Whoever thought up the concept of glass topped stoves deserves a solid ass-kicking.  They don’t heat well.  They don’t heat evenly.  Their heat is rather random and uncontrollable.  They are a giant pain in the ass to clean.  They scratch, they stain, they suck.

Also, apparently, they can MELT.

I assumed that if I dropped something heavy on it that the top would shatter.  That seemed like a given.  It never occurred to me that I could possible get that stupid thing hot enough (lord knows, it doesn’t get hot when you *want* it to) to damage itself, but while making jam today I realized that the jam was burning on the bottom (rather suddenly), and when I slid the jam pot to the cold half of the stove and looked at the burner that was on, it wasn’t its usual bright red with visible coils, but a large disk of glowing yellow-orange.  I didn’t think too much of it until a few seconds later when I heard a loud WHUMP-POP.  I looked again and realized that the middle of the burner had slumped and that the whole surface of the stove had just cracked (including one small piece from the middle that shot straight up in the air – we never did find that).  Once it cooled down, the glass that had been glowing turned a weird milky grey.

Shattered:

Slumped:

Weird and milky:

Appliance shopping is not how I wanted to spend my afternoon.  Not even a little bit.  Also?  Good stoves are expensive.  Stupidly so.  Grrr.

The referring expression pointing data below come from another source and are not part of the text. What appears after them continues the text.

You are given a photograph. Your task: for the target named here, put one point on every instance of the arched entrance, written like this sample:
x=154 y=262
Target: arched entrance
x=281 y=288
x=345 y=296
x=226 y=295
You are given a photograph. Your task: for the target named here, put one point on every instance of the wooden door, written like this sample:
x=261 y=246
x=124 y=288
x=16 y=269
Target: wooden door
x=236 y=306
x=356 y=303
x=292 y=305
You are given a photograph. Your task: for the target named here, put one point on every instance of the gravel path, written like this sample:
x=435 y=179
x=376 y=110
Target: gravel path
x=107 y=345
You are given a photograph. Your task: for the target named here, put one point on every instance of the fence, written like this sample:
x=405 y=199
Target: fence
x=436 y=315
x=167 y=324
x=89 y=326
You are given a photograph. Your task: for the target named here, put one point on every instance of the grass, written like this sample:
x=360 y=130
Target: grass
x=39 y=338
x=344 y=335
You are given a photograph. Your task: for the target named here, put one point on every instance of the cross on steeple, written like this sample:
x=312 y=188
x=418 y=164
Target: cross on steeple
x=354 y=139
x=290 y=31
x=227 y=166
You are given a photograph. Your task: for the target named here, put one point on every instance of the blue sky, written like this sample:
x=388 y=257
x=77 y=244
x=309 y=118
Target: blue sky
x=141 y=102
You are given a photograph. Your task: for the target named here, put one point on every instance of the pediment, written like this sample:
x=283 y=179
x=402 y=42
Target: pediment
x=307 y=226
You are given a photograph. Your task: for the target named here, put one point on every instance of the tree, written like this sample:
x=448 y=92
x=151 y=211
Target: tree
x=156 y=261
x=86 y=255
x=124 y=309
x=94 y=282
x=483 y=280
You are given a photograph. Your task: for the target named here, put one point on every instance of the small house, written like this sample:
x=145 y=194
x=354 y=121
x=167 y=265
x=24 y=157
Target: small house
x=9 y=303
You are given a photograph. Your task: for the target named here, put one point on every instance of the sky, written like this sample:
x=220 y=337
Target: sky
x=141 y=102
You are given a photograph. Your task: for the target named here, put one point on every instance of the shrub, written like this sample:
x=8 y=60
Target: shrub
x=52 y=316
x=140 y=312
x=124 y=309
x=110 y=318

The jam did not survive, either.

Old News

We pulled out the last few pieces of nasty old linoleum from the shed* this afternoon, and found pieces of old newspaper glued under some of it. The internet being chock full of crazy information, we were able to figure out that these date to some point in the early-mid 1940s from the horse racing results.

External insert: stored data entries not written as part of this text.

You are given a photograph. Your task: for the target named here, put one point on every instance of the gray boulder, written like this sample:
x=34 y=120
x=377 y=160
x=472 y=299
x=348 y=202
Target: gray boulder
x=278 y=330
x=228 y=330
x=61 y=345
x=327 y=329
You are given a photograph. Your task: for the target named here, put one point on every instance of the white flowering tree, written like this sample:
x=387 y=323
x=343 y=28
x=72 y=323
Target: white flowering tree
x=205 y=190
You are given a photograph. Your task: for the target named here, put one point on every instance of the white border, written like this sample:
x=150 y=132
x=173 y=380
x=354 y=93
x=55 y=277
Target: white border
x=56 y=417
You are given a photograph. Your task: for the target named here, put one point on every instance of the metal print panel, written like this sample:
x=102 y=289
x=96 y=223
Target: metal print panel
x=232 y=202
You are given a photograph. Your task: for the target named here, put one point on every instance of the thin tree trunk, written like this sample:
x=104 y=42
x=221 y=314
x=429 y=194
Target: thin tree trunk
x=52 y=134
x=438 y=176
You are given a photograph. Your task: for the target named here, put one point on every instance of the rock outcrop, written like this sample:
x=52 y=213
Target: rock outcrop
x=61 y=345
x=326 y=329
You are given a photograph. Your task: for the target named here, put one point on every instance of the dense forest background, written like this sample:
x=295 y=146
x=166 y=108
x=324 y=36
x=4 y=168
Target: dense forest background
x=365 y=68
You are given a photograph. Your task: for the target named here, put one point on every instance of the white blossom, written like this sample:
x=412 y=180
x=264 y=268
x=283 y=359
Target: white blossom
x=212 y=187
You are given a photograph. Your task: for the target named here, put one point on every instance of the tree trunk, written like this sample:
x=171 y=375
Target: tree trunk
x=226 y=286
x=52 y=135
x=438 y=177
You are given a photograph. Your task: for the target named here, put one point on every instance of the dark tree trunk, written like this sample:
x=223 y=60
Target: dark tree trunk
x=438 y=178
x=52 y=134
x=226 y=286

The second horse listed here, Lavengro, was apparently fairly well known back in the day. Pedigree info was found here: http://www.pedigreequery.com/lavengro. And info on two of the jockeys who rode in that race was found here and here. That’s just what a couple of minutes with Google turned up. Neat stuff.

*and by “shed” we mean “strange, largish building in the back yard that was built by drunken monkeys”. Soon it will be my studio space. Sooooooon.